Lower inventory costs - this is what nearly all food manufacturers and retailers have on their wish lists. The reasons why these high costs weigh so heavily on many enterprises vary. Many warehouses are not transparent, others are outdated with regard to the technology, and most of them are simply overcrowded. Read more on how to reduce inventory cost.
Optimize your inventory stocks
In terms of inventory cost, the first thing that comes to mind is the stock on hand and its capital commitment costs. This may sound trivial - but it is not. Actually, this is what causes the dilemma in the traditional sense: The fuller the warehouse, the higher the goods availability and, consequently, the delivery readiness. In fact, such high delivery readiness often is won at the price of too high inventory stocks and the resulting inventory management costs. On the other hand, tight stocks may easily lead to bottlenecks or even downtimes in production. The consequences of this are probably familiar to every food manufacturer and retailer. Therefore, it is vital to create transparency in the inventory, also to make so-called no-movers a thing of the past. Particularly in the food industry, it is quality and freshness of the products that count. Industry-specific ERP systems provide solutions with intelligent inventory stock monitoring and reliable forecasts of market demands. They also calculate the optimal order quantities and notify automatically as soon as the minimum stock is reached in the raw materials or dispatch warehouse. “In this way, you can achieve one hundred percent coverage of the material requirements while keeping the capital commitment as low as possible. On the bottom line, inventory costs can be reduced by about 30 percent,” explains ERP expert Björn Skupin.
Reduce the inventory risk
Be it spoilage, shrinkage or even theft your inventory is exposed to various risks that may quickly cause major financial damage. Here it is important to identify the most relevant risks and to reduce them as much as possible. In the food industry, mainly old or even spoiled goods become an economic problem. Therefore, use an inventory management system that automatically monitors the minimum shelf life of your goods in order to prevent your goods from decay. Inventory management systems that are embedded in an ERP system are especially recommended. All data from stock management, production, order management, etc. is available in one common system. This increases the transparency of processes and stocks, and it enables accurate planning of inventory processes as well as efficient processes for distribution and warehouse management.

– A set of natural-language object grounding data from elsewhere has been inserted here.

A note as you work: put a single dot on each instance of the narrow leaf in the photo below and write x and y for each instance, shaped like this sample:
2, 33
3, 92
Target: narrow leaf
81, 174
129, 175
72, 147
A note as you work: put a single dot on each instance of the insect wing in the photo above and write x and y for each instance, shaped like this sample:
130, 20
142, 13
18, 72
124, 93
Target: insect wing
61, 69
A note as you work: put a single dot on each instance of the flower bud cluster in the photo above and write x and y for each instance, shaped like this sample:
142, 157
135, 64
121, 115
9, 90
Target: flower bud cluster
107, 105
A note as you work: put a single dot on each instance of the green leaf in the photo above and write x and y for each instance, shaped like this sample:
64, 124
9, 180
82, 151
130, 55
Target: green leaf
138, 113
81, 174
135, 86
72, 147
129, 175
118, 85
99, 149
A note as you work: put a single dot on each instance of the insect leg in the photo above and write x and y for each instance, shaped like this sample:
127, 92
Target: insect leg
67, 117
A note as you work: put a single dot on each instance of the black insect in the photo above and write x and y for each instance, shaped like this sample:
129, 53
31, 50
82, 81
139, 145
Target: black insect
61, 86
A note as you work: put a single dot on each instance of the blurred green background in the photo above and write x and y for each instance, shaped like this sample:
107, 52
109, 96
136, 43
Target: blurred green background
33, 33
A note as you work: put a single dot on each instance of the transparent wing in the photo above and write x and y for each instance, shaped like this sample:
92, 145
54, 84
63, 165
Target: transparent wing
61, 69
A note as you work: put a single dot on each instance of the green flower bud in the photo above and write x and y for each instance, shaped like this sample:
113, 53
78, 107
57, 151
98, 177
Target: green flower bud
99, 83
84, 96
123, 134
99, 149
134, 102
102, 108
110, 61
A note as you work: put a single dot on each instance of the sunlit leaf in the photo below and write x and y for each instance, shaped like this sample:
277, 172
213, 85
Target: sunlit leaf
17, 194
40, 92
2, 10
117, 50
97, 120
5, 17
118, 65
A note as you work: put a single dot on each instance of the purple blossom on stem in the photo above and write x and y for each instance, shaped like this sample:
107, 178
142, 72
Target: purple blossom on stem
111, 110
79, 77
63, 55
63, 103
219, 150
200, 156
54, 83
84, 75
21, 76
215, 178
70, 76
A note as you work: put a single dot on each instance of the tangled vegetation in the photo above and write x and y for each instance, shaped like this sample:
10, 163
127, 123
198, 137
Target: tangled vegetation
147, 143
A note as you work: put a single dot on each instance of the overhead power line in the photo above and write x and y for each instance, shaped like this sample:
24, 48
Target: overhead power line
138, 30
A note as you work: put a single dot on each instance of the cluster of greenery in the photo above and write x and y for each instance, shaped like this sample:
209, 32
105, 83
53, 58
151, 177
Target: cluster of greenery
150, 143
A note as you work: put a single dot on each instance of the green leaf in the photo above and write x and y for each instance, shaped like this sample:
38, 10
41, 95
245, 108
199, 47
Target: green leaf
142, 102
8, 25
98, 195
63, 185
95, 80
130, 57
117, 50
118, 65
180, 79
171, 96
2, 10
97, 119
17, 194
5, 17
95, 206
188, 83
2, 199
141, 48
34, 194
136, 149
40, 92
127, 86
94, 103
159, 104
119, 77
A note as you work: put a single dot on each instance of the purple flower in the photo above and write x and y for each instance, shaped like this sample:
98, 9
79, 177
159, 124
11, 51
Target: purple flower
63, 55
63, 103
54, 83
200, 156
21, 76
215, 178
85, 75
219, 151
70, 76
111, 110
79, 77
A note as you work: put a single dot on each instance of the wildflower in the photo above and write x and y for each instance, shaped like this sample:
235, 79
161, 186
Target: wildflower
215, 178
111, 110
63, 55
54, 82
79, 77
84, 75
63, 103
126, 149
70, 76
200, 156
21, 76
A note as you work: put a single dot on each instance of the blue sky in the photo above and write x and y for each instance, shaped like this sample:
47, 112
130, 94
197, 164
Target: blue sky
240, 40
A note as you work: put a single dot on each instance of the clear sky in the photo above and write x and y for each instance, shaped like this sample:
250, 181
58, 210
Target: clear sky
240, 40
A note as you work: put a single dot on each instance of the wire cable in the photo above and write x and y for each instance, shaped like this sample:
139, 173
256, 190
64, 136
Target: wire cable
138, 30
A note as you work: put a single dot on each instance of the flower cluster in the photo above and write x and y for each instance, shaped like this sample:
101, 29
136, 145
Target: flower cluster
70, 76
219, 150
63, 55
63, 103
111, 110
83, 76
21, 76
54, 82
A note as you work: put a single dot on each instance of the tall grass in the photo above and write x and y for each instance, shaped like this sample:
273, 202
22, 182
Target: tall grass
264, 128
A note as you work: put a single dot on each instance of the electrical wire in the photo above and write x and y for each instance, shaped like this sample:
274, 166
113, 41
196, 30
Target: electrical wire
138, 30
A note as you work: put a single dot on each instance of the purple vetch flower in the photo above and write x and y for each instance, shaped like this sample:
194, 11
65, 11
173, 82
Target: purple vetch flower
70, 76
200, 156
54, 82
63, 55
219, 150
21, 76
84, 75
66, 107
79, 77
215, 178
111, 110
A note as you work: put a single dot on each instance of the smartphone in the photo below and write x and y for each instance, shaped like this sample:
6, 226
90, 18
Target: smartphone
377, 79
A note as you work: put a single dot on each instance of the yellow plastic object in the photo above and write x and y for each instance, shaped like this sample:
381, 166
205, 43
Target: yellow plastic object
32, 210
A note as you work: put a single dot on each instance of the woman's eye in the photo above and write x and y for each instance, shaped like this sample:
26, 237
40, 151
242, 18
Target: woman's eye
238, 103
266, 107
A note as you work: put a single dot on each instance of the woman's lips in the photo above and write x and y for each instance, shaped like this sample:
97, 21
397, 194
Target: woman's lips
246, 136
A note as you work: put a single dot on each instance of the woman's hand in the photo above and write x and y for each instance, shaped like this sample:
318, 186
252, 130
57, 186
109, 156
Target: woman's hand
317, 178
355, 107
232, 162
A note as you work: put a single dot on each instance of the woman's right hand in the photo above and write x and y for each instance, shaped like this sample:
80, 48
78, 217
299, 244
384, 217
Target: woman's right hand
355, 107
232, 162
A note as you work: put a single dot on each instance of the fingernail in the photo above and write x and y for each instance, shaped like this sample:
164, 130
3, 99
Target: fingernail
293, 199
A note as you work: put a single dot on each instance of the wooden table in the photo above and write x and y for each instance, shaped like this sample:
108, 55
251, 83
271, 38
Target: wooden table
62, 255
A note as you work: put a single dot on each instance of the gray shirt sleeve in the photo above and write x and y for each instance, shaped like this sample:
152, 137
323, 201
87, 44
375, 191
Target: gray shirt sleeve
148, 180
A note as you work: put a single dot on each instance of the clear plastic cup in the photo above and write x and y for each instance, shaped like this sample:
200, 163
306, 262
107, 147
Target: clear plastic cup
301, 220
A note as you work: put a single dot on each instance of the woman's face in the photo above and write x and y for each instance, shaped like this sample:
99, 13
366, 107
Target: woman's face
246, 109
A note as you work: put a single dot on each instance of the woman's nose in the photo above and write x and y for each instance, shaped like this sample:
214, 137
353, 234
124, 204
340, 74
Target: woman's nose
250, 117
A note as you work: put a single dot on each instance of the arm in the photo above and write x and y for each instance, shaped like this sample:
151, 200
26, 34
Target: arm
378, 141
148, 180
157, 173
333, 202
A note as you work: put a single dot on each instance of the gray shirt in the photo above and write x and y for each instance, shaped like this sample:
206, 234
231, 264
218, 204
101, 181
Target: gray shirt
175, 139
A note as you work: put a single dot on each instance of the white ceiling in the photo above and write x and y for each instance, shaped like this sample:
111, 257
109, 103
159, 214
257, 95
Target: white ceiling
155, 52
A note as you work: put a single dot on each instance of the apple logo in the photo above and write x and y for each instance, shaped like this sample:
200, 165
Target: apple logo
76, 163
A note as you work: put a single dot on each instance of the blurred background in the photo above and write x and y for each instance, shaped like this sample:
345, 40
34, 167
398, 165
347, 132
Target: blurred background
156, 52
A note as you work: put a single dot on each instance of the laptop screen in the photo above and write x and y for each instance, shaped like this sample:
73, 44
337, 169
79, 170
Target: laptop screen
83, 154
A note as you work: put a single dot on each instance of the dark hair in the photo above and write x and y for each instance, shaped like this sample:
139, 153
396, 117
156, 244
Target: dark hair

Take advantage of new technologies in inventory logistics
Vast IT-controlled high-bay storage facilities, automatic forklifts, robot technology or smart glasses and augmented reality in picking: warehouses have arrived in Industry 4.0 and are developing into “high-tech showrooms” of the food industry. However, the digital transformation for these companies means adapting their processes in the sense of the Smart Factory. It also opens up entirely new possibilities for reducing costs, increasing competitiveness and safeguarding freshness demands. Modern technology makes food warehouses more efficient, shortens throughput and delivery times, enhances responsiveness in the case of changing demands and saves lots of money. Experts currently see two important trends: automation through robotics and provision of information on mobile devices.
Automation through robotics
For example, the Dutch company ProMessa relies on state-of-the-art robot technology in buffer and dispatch warehouses. This enables them to supply 1,200 supermarkets with a wide range of products - without having to build up large inventories: “In the past, we use to have a much larger share of buffer goods that we had to have on stock. Thanks to the speed of our logistical system, today we buffer only pre-packaged and unlabeled goods for one day,” says managing director Harold Rouweler. Daily deliveries to customers can be realized without any problems even with very short order lead times. The delivery performance currently is over 99 percent. Read here the details about how this works.
Information provision to mobile devices
Software-aided smart glasses or pick by voice solutions are replacing hand-held scanners and paper documents, thus reducing error rates and enabling higher pick performance. Food wholesaler Fripa for instance operates with voice-controlled picking, and their efficiency increased much more than they would ever have thought a few years ago. Managing director Ralf Hahl: “Quality in picking has improved considerably. As we are not using picking notes anymore in any of the areas, the error rate is close to zero. Moreover, we have become much faster. No more than 24 hours after the order has been placed we deliver the goods to the customer.”
The use of smart glasses for pick by vision is now beyond the test status, too. This technique has many advantages especially in cases of high picking density, be it in a high bay storage or ground floor picking. Current examples show time savings of approx. 18 percent while the error rate is very low.
We have compiled the optimal picking methods for manufacturers and retailers here.
Nothing goes without IT
No savings without investment in IT and state-of-the-art technologies - this also applies for the cost-intensive inventory area. Numerous examples from the field illustrate what is already possible today to work faster, better and more cost-efficient. What are the next steps? In the future, everything will be networked. Sensor technologies will be introduced for triggering supply orders automatically. RFID will be a key technology in the warehouse. Without digitization, there will be no more new leaps forward in terms of efficiency. This is also reflected at the current industry trade shows. For example, the LogiMAT, an international trade show for distribution, material and information flows in Stuttgart, ended on March 16, 2017. Its central theme: “Digital - networked - innovative”.